Wednesday, February 9, 2011

 

Page 1

 

Consultant Pleads No Contest in Judicial Candidate Bribery Case

Steinberg Accepts Misdemeanor Conviction, Agrees to Testify Against Silberman

 

By KENNETH OFGANG, Staff Writer

 

A campaign consultant charged with offering a financial inducement to a Los Angeles Superior Court candidate not to run against his client has entered a plea of no contest and agreed to testify against his co-defendants, including Los Angeles Superior Court Judge Harvey Silberman.

Randy Steinberg, who had been charged with a felony, entered the plea Monday to a misdemeanor conspiracy count, his attorney Steve Meister said yesterday.

Orange Superior Court Judge Richard King accepted the plea and is to sentence Steinberg on June 24, if the trial of Silberman and consultant Evelyn Jerome Alexander is completed by that date.

The misdemeanor carries a possible one-year jail sentence for Steinberg, but Meister said the case should not result in incarceration. “There are a lot of mitigating circumstances here,” he said.

‘One-Time Mistake’

Steinberg “accepted responsibility for a one-time mistake,” the attorney told the MetNews. While the law in the area is somewhat unclear, he said, “in the final analysis, it was appropriate” for Steinberg to accept a plea offer and “move to the next stage of his career and his life.”

He described his client, a graduate of Tulane Law School who has worked in campaign management and public relations for about 15 years, and also served in then-Los Angeles Mayor Richard Riordan’s Office of Economic Opportunity, as “a person of integrity.”

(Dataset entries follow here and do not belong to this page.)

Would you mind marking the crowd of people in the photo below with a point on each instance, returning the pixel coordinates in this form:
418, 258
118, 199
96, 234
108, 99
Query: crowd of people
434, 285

Attorneys for Silberman and Alexander did not return MetNews phone calls yesterday.

Elections Code

Steinberg, Silberman, and Alexander were indicted in July 2009 on charges of solicitation to induce a person not to become a candidate for public office and solicitation to offer, accept, or join in the offer or acceptance of a bribe. Both offenses, under Elections Code Sec. 18205 and Penal Code Sec. 653f(a), were charged as felonies. 

The Penal Code charges were dismissed last year by King, but Silberman—who cannot sit as a judge while under felony indictment but retains his title, salary, and benefits—and Alexander each remain charged with violating the Elections Code. They currently face a possible trial in May.

 The Elections Code section reads:

“A person shall not directly or through any other person advance, pay, solicit, or receive or cause to be advanced, paid, solicited, or received, any money or other valuable consideration to or for the use of any person in order to induce a person not to become or to withdraw as a candidate for public office. Violation of this section shall be punishable by imprisonment in the state prison for 16 months or two or three years.”

SJA Strategies, the consulting firm operated by Alexander and Steinberg, advised Silberman in the campaign that resulted in his defeating Deputy District Attorney Serena Murillo in June 2008 for an open seat on the court.

Accusations surfaced during that campaign that the consultants had offered to reimburse expenses that Murillo had incurred if she would quit the race before the filing deadline. Those charges were initially investigated by the District Attorney’s Office, which eventually handed the matter off to the state attorney general.

Silberman has insisted that he never offered Murillo anything to quit the race, and that if the consultants did so, it was without his knowledge or approval.